A few days ago, Deen was in Clarence, NY outside of Buffalo to celebrate the opening of her retail headquarters, which houses the Paula Deen Food offices and a retail store for people for her products and foods.
You do not want to spend your money on Paula Deen products. Here is why:
She is a racist.
Whenever there’s a flurry of scandal of the kind that flurried Paula Deen, I read the apologies, the explanations, the pseudo-historical references … and I snort. Because anyone who could at any time — and especially in a public way — make a racist remark, is a racist now and forever.
How do I know this? Because, although unless you knew me personally and over a long stretch of time, you cannot verify what I’m going to tell you, never in my life have I used, even in the privacy of my home when talking to myself, a racist word or phrase.
And even most of my friends and relatives who do know me well would not necessarily know that in my entire lifetime I have never even thought a racist word or phrase. It is therefore inconceivable to me that someone who makes a racist reference — even a cloaked, sly reference, as I’ve heard out of the mouths of some (ex) friends — just doesn’t understand what she’s done or said, or is genuinely sorry.

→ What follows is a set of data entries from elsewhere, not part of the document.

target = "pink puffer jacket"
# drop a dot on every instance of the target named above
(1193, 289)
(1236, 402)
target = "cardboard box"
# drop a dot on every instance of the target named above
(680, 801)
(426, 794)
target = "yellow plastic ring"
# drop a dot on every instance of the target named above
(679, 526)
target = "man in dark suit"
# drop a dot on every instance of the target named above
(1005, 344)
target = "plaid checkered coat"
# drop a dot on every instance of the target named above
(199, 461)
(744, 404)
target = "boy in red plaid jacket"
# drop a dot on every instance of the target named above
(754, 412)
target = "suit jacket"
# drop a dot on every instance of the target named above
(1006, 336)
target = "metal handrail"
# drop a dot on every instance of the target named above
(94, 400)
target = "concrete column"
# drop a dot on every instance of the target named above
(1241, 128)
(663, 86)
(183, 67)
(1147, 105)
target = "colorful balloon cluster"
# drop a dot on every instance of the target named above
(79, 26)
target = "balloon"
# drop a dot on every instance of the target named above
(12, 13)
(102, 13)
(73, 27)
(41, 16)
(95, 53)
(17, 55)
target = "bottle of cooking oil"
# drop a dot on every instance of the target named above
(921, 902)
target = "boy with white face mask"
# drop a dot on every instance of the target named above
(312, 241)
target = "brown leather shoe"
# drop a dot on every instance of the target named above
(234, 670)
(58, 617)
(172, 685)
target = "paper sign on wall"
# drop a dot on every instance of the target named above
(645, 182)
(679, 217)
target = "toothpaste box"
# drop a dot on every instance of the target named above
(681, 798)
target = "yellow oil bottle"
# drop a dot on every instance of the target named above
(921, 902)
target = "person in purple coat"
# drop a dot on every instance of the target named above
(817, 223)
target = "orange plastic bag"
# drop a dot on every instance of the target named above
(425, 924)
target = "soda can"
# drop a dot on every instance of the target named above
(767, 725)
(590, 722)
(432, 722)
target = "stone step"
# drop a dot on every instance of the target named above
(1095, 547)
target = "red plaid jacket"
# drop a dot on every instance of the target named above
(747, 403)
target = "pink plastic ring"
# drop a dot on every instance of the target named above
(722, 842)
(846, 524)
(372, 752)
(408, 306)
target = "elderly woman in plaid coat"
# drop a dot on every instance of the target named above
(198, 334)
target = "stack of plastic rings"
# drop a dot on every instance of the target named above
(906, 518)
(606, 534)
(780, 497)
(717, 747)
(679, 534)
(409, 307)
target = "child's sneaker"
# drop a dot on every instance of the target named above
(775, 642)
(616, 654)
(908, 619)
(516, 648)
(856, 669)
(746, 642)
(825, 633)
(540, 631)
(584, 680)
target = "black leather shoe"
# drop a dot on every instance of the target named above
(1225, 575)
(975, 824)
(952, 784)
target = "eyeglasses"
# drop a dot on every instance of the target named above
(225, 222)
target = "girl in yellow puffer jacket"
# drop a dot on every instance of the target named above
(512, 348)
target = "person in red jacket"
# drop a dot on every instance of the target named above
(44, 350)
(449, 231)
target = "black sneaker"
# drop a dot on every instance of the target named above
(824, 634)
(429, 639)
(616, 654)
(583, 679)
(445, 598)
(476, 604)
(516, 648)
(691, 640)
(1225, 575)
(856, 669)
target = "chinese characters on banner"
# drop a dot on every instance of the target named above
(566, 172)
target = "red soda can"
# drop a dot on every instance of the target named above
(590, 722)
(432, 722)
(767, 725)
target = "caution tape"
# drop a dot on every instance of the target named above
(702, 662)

Paula Deen is sorry she was exposed. People who use racist words are racists and there’s no way their exposure and their profound public bath(os) has in any way cleansed their souls of the pollution that is ugly prejudice.
We will not cure Paula Deen the way she cures her hams, but we certainly do not have to buy anything she sells. What she sells is as tainted as is the West Virginia rivers and creeks polluted by dangerous drool from chemical plants.